As the new year approaches we all know that the conversation in mobile media will soon turn to the business affairs of companies like Apple, Google, Verizon, RIM and others as these companies make big dramatic announcements soon about new tablets, old products on new carriers, and the like. Just about every media tech writer likes to watch Steve Jobs strut on stage to announce "one more thing". This next year won't be different.
But for New Media teams at newspapers and magazines, 2011 will be a whole new ballgame.
2010 started with the big announcements from the tech giants and a few publications immediately shot out of their chairs and started work on tablet editions or Android apps. The rest waited: waited all year long, or else slowly began work on their own new electronic "products".
"Products" is put in quotes here because this is one of the big issues facing print publishers: will they create new electronic media products for these new platforms, or will they simply try to port over their existing products? It's the battle of "replica" versus "native" -- and while many publishers don't get the difference, readers do.
It is estimated that Apple will ship close to 16 million iPads in 2010. The US launch of their first tablet was in early April, with the iPad being launched in many European countries at the end of May -- that means 16 million represents about two-thirds of a full year of sales. Estimates for 2011 are in the 40 to 60 million range worldwide.
Then there are the new Android or BlackBerry platform tablets projected to be launched in 2011. All-in-all, 2011 is shaping up to be the year in which tablets go from being an early adopter device to a mainstream device. (If the crowds at the Apple Store were an indication of this I think I'd bet heavily on mainstream adoption of the tablet.)
Of course, this does not mean publishers are, in general, ready for the move to tablets. Even those who launched iPad apps this winter appear to be a bit confused.
Take these two new tablet editions of metro newspapers from the Atlanta Journal Constitution and the Milwaukee Journal Sentinel. The publishers of these newspapers have looked at Apple's new platform and have come up with very different ideas of what a tablet edition should be.
The AJC has, for the most part, adopted the New York Times model of iPad app: the app uses RSS feeds to populate native layouts for easy reading on the iPad.
But where is this copy actually coming from? I still can't figure it out. A look at the business section shows that the first story is about luxury condo sales -- but it is five days old! Hitting the refresh button on the top of the page produces few changes.
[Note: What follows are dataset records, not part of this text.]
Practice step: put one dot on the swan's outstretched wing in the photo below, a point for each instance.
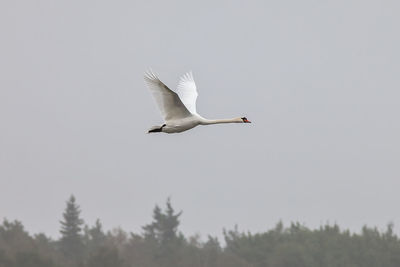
(169, 103)
(187, 92)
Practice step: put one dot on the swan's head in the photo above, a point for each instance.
(245, 120)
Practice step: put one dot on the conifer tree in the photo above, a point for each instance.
(71, 240)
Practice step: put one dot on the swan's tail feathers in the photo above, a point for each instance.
(156, 129)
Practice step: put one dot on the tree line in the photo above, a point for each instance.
(161, 244)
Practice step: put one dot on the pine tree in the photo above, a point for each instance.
(71, 241)
(165, 225)
(163, 231)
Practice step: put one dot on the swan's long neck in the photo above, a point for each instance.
(207, 121)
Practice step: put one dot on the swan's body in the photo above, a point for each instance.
(179, 109)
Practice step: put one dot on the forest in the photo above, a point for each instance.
(162, 244)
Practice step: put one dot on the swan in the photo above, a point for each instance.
(179, 109)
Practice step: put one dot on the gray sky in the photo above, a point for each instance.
(319, 79)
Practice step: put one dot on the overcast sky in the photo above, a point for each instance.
(319, 79)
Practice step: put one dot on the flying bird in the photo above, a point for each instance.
(179, 108)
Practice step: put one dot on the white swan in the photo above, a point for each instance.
(179, 109)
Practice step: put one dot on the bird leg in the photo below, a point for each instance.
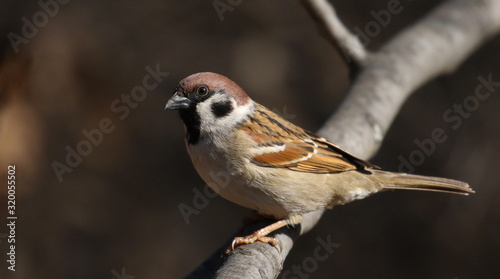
(261, 235)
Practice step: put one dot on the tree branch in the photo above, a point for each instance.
(435, 45)
(337, 33)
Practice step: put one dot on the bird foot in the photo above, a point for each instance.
(249, 239)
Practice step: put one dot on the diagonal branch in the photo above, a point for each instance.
(337, 33)
(435, 45)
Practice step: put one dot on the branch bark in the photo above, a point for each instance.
(435, 45)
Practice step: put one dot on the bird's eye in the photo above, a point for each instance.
(202, 91)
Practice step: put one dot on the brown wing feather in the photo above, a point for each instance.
(295, 148)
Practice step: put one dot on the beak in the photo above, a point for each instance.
(178, 102)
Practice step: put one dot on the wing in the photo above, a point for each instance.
(280, 144)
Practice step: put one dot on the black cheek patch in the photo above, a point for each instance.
(221, 109)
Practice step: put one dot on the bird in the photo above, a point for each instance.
(269, 164)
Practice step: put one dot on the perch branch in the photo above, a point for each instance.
(336, 32)
(435, 45)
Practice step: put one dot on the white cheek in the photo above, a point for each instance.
(211, 124)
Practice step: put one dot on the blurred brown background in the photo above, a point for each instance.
(118, 208)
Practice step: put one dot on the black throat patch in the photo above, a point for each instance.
(221, 109)
(192, 122)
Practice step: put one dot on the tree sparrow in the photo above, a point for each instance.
(275, 167)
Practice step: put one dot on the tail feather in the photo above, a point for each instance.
(390, 180)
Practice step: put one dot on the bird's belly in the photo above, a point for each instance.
(225, 178)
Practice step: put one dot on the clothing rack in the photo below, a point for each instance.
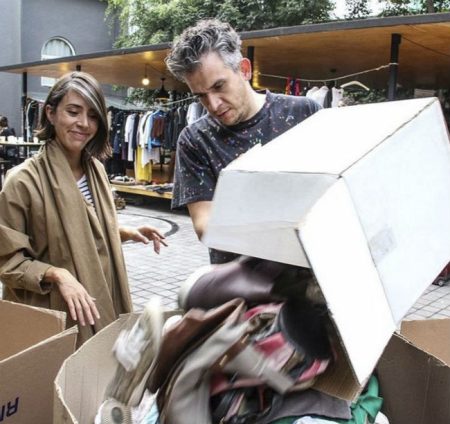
(324, 80)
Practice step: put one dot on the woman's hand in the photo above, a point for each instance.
(81, 305)
(143, 235)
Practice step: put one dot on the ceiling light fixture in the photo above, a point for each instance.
(162, 93)
(145, 81)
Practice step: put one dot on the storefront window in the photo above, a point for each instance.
(53, 48)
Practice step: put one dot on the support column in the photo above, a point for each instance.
(24, 104)
(396, 39)
(251, 57)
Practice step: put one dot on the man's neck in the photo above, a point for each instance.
(257, 101)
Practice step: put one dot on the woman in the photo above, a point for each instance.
(61, 243)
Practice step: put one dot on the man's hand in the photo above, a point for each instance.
(81, 305)
(143, 235)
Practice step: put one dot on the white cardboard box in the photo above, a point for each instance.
(361, 195)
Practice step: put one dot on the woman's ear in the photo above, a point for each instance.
(246, 68)
(49, 112)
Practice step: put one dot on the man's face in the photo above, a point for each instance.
(222, 91)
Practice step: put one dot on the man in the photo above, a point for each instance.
(207, 57)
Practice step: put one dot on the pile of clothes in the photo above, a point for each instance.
(251, 339)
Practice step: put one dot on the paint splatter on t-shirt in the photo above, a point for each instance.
(205, 147)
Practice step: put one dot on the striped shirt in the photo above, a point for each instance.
(84, 189)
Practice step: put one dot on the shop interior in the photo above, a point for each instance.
(337, 63)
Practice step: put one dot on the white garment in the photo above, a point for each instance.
(320, 95)
(83, 186)
(336, 96)
(129, 124)
(311, 91)
(381, 419)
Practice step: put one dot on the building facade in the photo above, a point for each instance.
(42, 29)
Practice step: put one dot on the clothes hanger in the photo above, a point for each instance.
(360, 84)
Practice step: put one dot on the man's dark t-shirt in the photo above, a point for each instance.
(207, 146)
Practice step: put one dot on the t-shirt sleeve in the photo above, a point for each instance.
(194, 179)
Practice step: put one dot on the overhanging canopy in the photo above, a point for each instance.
(318, 52)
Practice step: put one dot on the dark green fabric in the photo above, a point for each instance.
(365, 409)
(367, 406)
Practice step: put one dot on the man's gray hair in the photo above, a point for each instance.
(207, 36)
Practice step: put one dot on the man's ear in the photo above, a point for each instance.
(246, 68)
(49, 113)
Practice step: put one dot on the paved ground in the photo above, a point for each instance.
(161, 275)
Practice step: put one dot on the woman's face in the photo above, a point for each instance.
(74, 121)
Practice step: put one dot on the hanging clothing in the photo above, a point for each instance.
(45, 221)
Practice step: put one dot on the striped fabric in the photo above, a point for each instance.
(84, 188)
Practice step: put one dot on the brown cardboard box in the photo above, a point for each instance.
(414, 373)
(34, 345)
(81, 382)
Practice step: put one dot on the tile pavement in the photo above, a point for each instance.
(151, 274)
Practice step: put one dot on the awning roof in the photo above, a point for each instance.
(318, 51)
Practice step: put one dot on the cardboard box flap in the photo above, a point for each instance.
(332, 139)
(400, 191)
(415, 386)
(348, 278)
(367, 190)
(431, 336)
(24, 326)
(265, 213)
(82, 380)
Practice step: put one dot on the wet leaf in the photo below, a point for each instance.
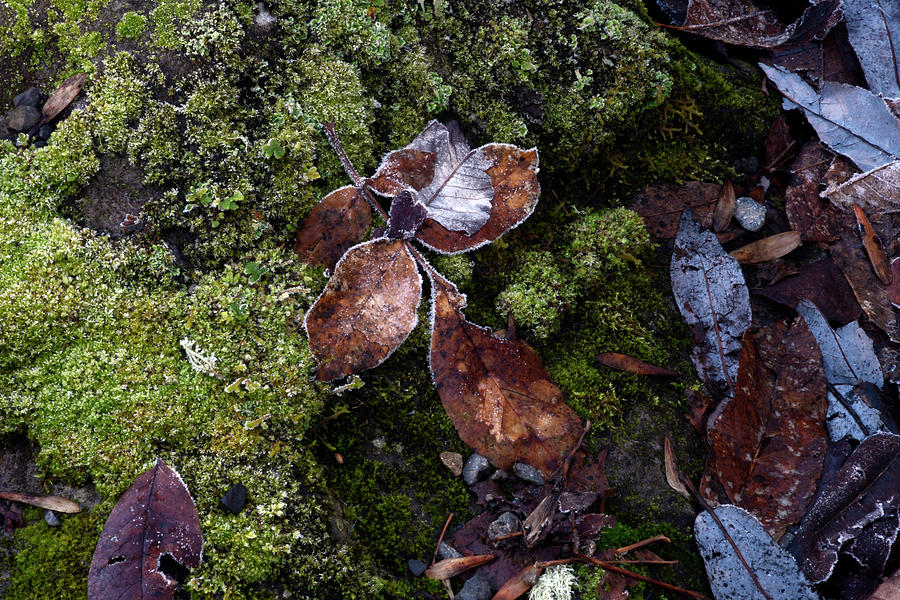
(852, 121)
(153, 519)
(768, 443)
(337, 223)
(775, 569)
(367, 309)
(770, 248)
(863, 490)
(713, 299)
(498, 394)
(629, 364)
(513, 175)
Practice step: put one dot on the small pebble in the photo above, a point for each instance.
(528, 473)
(236, 498)
(417, 566)
(475, 469)
(51, 518)
(750, 214)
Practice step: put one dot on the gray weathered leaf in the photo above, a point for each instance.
(852, 121)
(776, 570)
(713, 299)
(873, 27)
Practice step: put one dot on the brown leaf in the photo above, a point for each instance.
(54, 503)
(768, 443)
(335, 224)
(516, 190)
(629, 364)
(766, 249)
(367, 309)
(156, 517)
(496, 391)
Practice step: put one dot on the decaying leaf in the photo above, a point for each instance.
(851, 120)
(713, 299)
(496, 391)
(766, 249)
(863, 490)
(367, 309)
(768, 442)
(153, 519)
(775, 569)
(629, 364)
(337, 223)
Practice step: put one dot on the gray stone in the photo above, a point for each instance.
(475, 469)
(475, 588)
(30, 97)
(749, 213)
(51, 518)
(23, 118)
(528, 473)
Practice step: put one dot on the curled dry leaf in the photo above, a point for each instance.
(337, 223)
(770, 248)
(498, 394)
(367, 309)
(713, 299)
(154, 518)
(768, 443)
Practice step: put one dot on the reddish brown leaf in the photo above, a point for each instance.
(496, 391)
(156, 517)
(629, 364)
(768, 443)
(335, 224)
(766, 249)
(367, 309)
(516, 190)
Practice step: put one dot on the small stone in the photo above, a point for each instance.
(416, 566)
(23, 118)
(51, 518)
(506, 524)
(528, 473)
(236, 498)
(476, 468)
(749, 213)
(445, 550)
(453, 461)
(475, 588)
(30, 97)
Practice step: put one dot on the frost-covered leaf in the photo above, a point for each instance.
(768, 442)
(775, 569)
(496, 391)
(713, 299)
(154, 519)
(873, 27)
(337, 223)
(864, 489)
(851, 120)
(367, 309)
(513, 174)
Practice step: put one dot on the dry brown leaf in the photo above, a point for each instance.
(497, 392)
(367, 309)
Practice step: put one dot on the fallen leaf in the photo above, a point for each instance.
(498, 394)
(367, 309)
(155, 518)
(863, 490)
(851, 120)
(775, 569)
(629, 364)
(768, 442)
(337, 223)
(713, 299)
(766, 249)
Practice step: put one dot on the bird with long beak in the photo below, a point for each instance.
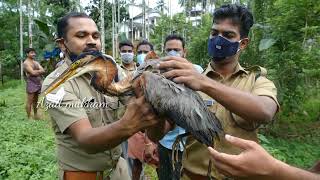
(177, 102)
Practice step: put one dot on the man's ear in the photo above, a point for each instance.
(61, 44)
(244, 43)
(184, 53)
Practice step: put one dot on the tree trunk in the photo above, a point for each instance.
(21, 42)
(113, 26)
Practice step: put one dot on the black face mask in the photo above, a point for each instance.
(219, 48)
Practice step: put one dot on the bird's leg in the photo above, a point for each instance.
(175, 150)
(218, 176)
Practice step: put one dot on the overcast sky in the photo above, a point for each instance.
(152, 3)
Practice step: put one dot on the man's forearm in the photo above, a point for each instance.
(244, 104)
(103, 138)
(157, 132)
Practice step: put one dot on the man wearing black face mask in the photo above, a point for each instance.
(88, 138)
(242, 98)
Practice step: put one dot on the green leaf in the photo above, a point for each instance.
(266, 43)
(44, 27)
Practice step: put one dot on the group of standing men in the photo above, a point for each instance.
(89, 140)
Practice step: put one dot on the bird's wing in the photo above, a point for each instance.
(183, 106)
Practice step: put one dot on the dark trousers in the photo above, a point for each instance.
(166, 171)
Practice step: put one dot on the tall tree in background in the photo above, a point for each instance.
(30, 19)
(94, 12)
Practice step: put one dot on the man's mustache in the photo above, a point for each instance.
(90, 48)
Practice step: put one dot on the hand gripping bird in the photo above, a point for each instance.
(177, 102)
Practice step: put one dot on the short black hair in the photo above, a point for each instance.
(27, 50)
(175, 37)
(63, 22)
(125, 43)
(239, 15)
(145, 42)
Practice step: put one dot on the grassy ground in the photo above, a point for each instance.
(27, 146)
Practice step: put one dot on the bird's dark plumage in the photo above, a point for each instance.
(183, 106)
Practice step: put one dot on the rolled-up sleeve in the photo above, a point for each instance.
(265, 87)
(68, 111)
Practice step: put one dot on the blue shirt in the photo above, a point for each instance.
(168, 140)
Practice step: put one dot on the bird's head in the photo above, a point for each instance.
(103, 70)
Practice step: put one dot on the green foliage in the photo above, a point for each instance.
(94, 10)
(27, 147)
(197, 47)
(167, 26)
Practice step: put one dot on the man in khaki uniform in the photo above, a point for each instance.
(241, 98)
(127, 65)
(85, 122)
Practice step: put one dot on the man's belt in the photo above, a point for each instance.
(82, 175)
(193, 176)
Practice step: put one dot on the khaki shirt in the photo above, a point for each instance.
(196, 156)
(77, 91)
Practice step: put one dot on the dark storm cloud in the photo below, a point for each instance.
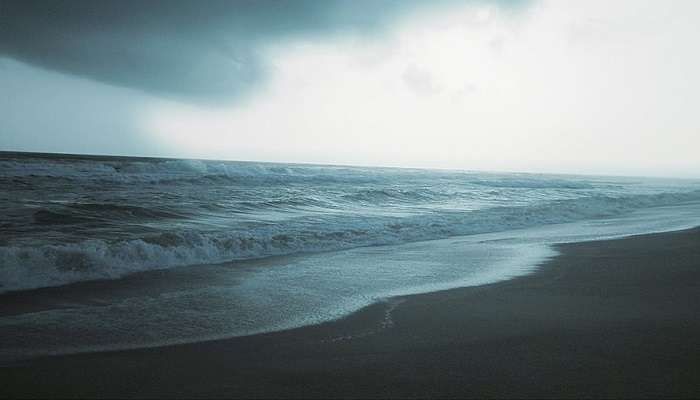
(198, 50)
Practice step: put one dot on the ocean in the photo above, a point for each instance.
(126, 252)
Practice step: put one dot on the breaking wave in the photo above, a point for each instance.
(40, 265)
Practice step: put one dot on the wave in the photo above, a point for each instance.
(166, 171)
(27, 267)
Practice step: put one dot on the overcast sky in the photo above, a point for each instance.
(600, 87)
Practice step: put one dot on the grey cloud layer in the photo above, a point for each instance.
(187, 49)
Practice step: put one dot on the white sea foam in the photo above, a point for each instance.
(39, 265)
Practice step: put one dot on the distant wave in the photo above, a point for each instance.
(197, 171)
(26, 267)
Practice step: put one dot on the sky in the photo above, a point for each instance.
(588, 87)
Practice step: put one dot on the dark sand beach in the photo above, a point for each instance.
(617, 318)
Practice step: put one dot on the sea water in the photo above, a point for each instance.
(187, 250)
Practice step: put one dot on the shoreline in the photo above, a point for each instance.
(603, 318)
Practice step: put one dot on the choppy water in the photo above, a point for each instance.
(65, 219)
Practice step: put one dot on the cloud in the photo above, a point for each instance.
(181, 49)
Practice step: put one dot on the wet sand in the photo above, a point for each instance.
(604, 319)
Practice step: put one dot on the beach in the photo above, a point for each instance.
(615, 318)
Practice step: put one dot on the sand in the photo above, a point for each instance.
(603, 319)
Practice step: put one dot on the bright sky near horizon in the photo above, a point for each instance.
(591, 87)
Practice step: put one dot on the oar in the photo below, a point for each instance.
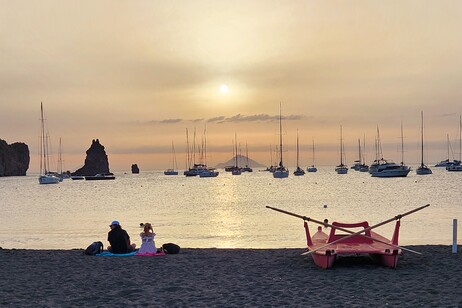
(366, 229)
(344, 230)
(351, 232)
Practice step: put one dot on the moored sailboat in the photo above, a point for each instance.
(422, 169)
(173, 170)
(45, 176)
(457, 166)
(312, 168)
(281, 171)
(342, 168)
(385, 169)
(299, 171)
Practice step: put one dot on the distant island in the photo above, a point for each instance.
(14, 159)
(242, 161)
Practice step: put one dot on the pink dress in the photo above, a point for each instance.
(147, 243)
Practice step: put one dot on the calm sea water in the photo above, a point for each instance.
(226, 211)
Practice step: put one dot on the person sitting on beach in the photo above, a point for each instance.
(147, 240)
(119, 239)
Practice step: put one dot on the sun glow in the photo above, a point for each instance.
(224, 89)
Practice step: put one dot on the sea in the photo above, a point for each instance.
(226, 211)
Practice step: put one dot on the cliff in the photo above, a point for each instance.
(14, 159)
(95, 162)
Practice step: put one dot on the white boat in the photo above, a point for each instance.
(281, 171)
(342, 168)
(422, 169)
(100, 177)
(46, 177)
(172, 171)
(209, 173)
(359, 164)
(312, 168)
(236, 170)
(387, 169)
(247, 168)
(299, 171)
(457, 166)
(446, 163)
Nonetheless, the app looks and feels like it belongs on a tablet.
Now look at the new iPad app at left from the Milwaukee Journal Sentinel.
"Free for a limited time. An exact replica of the Milwaukee Journal Sentinel newspaper, accessible online," the app description says (and by the way, that is the entire description right there. I guess there was simply not much to say about the app.)
Apple does not have a retail store in Milwaukee, choosing to open two stores in the suburbs and one in Madison, so maybe the publisher of the paper, Elizabeth Brenner, has never actually seen an iPad -- who knows, I certainly wasn't going to call to ask "whose brilliant idea was this?"
At right is a screenshot of the "Pages" navigation. No word on whether the second edition of Apple's iPad will come with a complimentary magnifying glass.
The AJC and MJS apps share one thing in common: they have both punted for now on their pricing strategies.
The MJS app is completely free at this point: free to download, and with no subscription requirement within the app. This means that if the tablet edition was an attractive product a reader could choose to dump their print editions and go with their free option -- the circulation manager, though, need not worry.
The paper has a mobile app developed through DoApp Inc., one of the better mobile app vendors. But readers have complained of some technical issues, as well as the limited Green Bay Packers coverage -- very important in that neck of the woods. The paper decided earlier this year to launch a paid app through Spreed called Packer Insider 2010 as an alternative. Ironically, they would have been better off asking Spreed to launch them an iPad app as their app for The Globe and Mail, while not perfect, would certainly have been better than this replica edition.
As for the AJC, they, too, are offering their app and content for free (for now). But the AJC is requiring readers to register with their site to gain access. Why more publishers aren't doing this is beyond me. If you offer someone something for free like an app registering seems fair.
The problem, though, comes after the 30 days of free access -- what will the price be after the introductory period runs out. Right now the paper charges $17.99 a month for home delivery, will this be the price? Or will they create a new price structure. The publisher still has a couple of weeks to answer that question.